Cada 25 de noviembre, el mundo vuelve la mirada a una herida abierta: la violencia contra las mujeres y niñas, una de las violaciones a los derechos humanos más extendidas y persistentes del planeta.
La jornada, declarada oficialmente por la Asamblea General de las Naciones Unidas en 1999, busca visibilizar, denunciar y erradicar todas las formas de violencia de género, al tiempo que recuerda que este problema no se reduce a casos aislados, sino que está profundamente arraigado en estructuras sociales, culturales y políticas.
Más que una conmemoración, el Día Internacional de la Eliminación de la Violencia contra la Mujer es un llamado a la acción colectiva, una pausa para reflexionar sobre lo que aún falta por transformar.
Un día para actuar, no solo recordar
De acuerdo con ONU Mujeres, una de cada tres mujeres en el mundo ha sufrido violencia física o sexual, una cifra que se mantiene prácticamente sin cambios desde hace una década.
Por ello, el 25 de noviembre marca también el inicio de los “16 días de activismo contra la violencia de género”, una campaña global impulsada por la iniciativa ÚNETE, que promueve actividades públicas, acciones educativas y políticas para frenar la violencia estructural.

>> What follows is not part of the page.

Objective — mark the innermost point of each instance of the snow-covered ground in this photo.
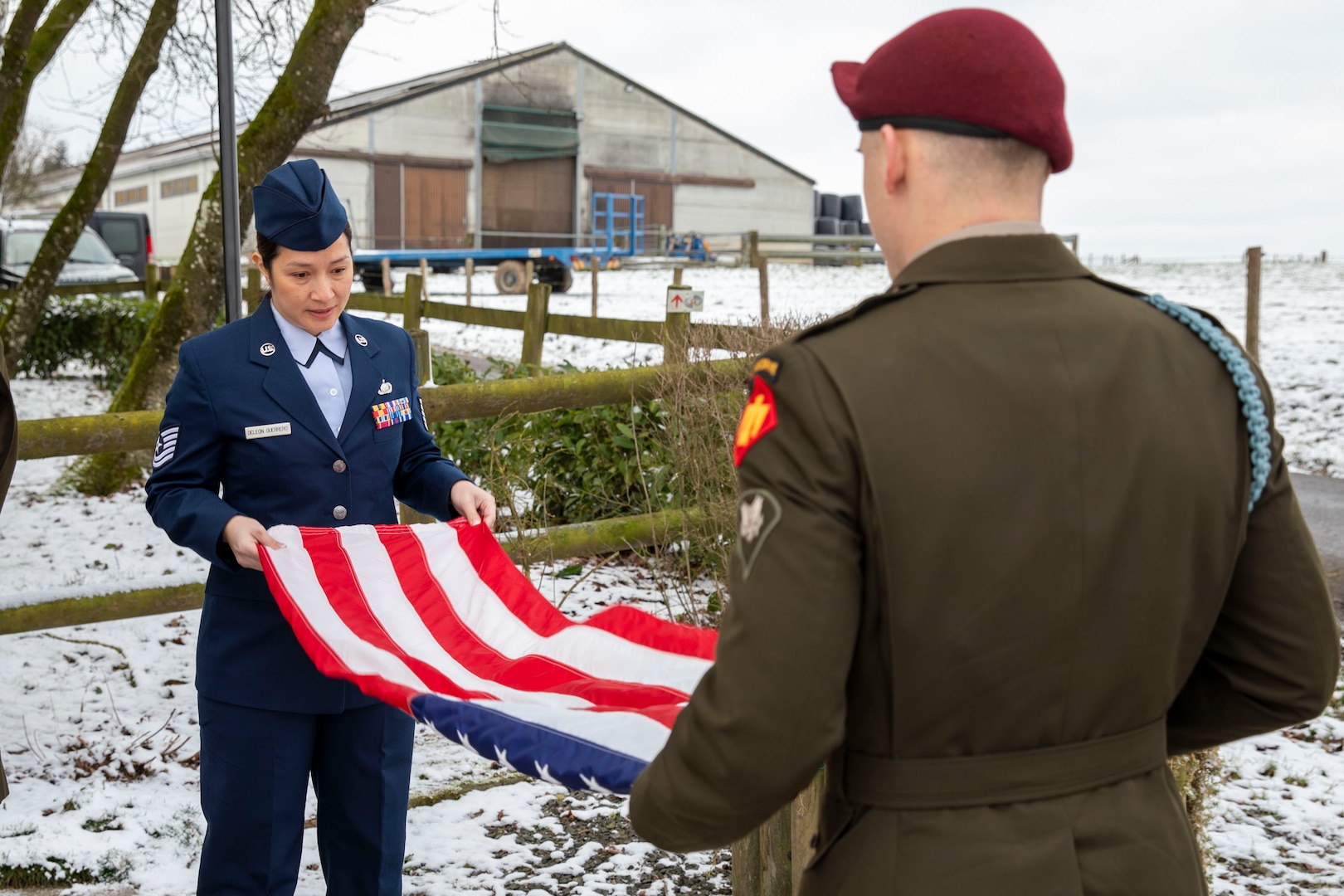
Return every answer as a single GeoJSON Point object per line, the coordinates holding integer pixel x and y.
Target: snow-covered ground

En México, este día se vincula estrechamente con los esfuerzos del Sistema Integrado de Estadísticas sobre Violencia contra las Mujeres (SIESVIM) del INEGI, que recopila información sobre violencia física, sexual, emocional y económica, así como sobre feminicidios. Este sistema permite medir avances, detectar fallas y fortalecer políticas públicas basadas en evidencia.

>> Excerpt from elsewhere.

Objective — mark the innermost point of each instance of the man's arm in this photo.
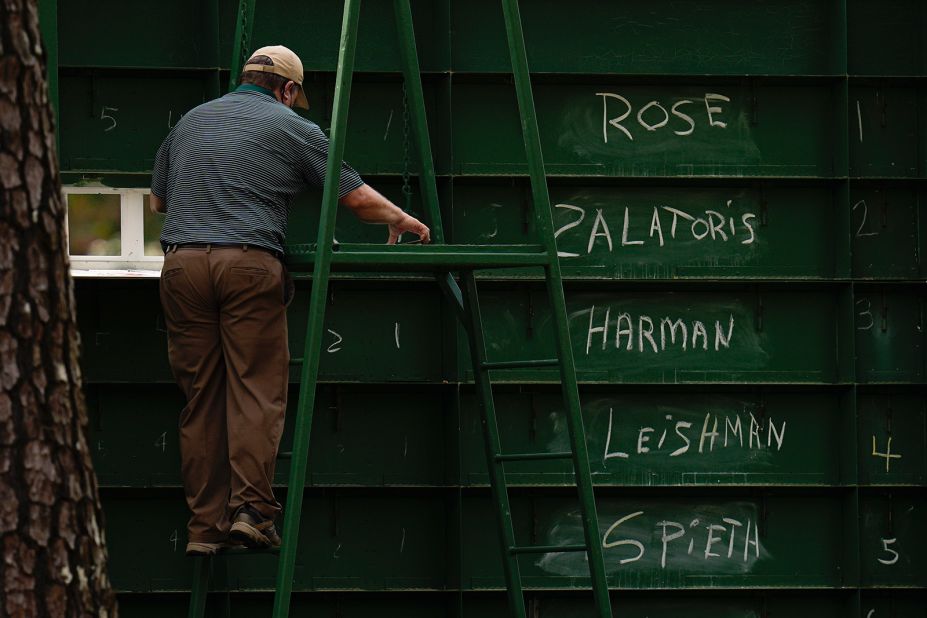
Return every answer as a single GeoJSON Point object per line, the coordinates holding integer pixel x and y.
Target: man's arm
{"type": "Point", "coordinates": [157, 204]}
{"type": "Point", "coordinates": [370, 206]}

El origen: las hermanas Mirabal y la resistencia frente al poder
El 25N tiene un trasfondo profundamente político. La fecha recuerda el asesinato de las hermanas Mirabal —Patria, Minerva y María Teresa—, conocidas como Las Mariposas, ejecutadas el 25 de noviembre de 1960 por el régimen de Rafael Leónidas Trujillo en República Dominicana.
Su valentía y lucha contra la dictadura inspiraron al movimiento feminista latinoamericano, que en 1981, durante el Primer Encuentro Feminista de Latinoamérica y el Caribe, en Bogotá, propuso esta fecha como símbolo de resistencia.

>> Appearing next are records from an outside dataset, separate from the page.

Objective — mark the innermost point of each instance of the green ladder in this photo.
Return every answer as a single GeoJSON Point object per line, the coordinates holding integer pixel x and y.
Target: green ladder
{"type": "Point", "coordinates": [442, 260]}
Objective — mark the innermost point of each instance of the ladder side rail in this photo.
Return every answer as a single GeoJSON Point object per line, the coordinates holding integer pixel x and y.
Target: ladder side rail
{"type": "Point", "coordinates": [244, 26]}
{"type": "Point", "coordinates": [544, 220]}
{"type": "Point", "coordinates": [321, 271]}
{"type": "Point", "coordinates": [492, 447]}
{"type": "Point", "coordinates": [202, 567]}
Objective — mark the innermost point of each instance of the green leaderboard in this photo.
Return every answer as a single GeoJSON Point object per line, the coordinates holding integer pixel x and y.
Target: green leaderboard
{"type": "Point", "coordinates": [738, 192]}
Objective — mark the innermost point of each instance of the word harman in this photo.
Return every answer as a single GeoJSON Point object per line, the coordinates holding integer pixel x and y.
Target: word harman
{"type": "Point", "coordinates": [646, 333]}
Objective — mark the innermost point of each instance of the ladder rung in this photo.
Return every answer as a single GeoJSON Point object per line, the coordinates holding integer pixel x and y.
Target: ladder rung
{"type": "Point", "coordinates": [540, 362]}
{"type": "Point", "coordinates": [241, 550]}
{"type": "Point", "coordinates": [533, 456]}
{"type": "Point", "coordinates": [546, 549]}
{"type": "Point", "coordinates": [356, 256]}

Casi dos décadas después, en 1999, la ONU adoptó oficialmente el 25 de noviembre, reconociendo que la violencia contra las mujeres no es un asunto privado, sino una expresión estructural de desigualdad y abuso de poder.
Violencia en todas sus formas
La ONU define la violencia contra la mujer como cualquier acto que cause daño físico, psicológico, sexual, económico o patrimonial, tanto en el ámbito público como privado.
En México, esta definición está incorporada en la Ley General de Acceso de las Mujeres a una Vida Libre de Violencia (LGAMVLV) y se clasifica en varias categorías:
- Física: golpes o agresiones corporales.
- Psicológica: amenazas, humillaciones, aislamiento o manipulación emocional.
- Sexual: abuso, acoso o violación.
- Económica y patrimonial: control o apropiación de recursos y bienes.
Los registros del SIESVIM muestran que la violencia emocional sigue siendo la más reportada, mientras que los feminicidios continúan siendo una de las expresiones más extremas y alarmantes.
A nivel global, la OMS estima que una de cada cuatro mujeres ha sufrido violencia física o sexual por parte de su pareja. Estos datos refuerzan la necesidad de respuestas integrales desde la salud pública, la justicia y la educación.
México y el reto pendiente
Aunque el país ha avanzado en la generación de estadísticas y mecanismos de protección, el Informe 2024 de ONU Mujeres México advierte que persisten altos niveles de impunidad, limitaciones presupuestales y falta de acceso real a la justicia.
Por ello, en 2025 se llevará a cabo en México el Global Meeting on Measuring Femicide, organizado por la ONU y el INEGI, con el objetivo de fortalecer la medición internacional del feminicidio y crear estándares comparables.
Una fecha para transformar
El 25 de noviembre no es solo un día para vestir de naranja o publicar consignas: es una convocatoria global a romper silencios, exigir políticas efectivas y construir sociedades más justas.
Porque erradicar la violencia contra las mujeres no es un gesto simbólico, sino un proceso que exige voluntad política, compromiso social y una transformación profunda de las relaciones de poder.
Solo así será posible un futuro donde las mujeres vivan libres de miedo, de violencia y de desigualdad.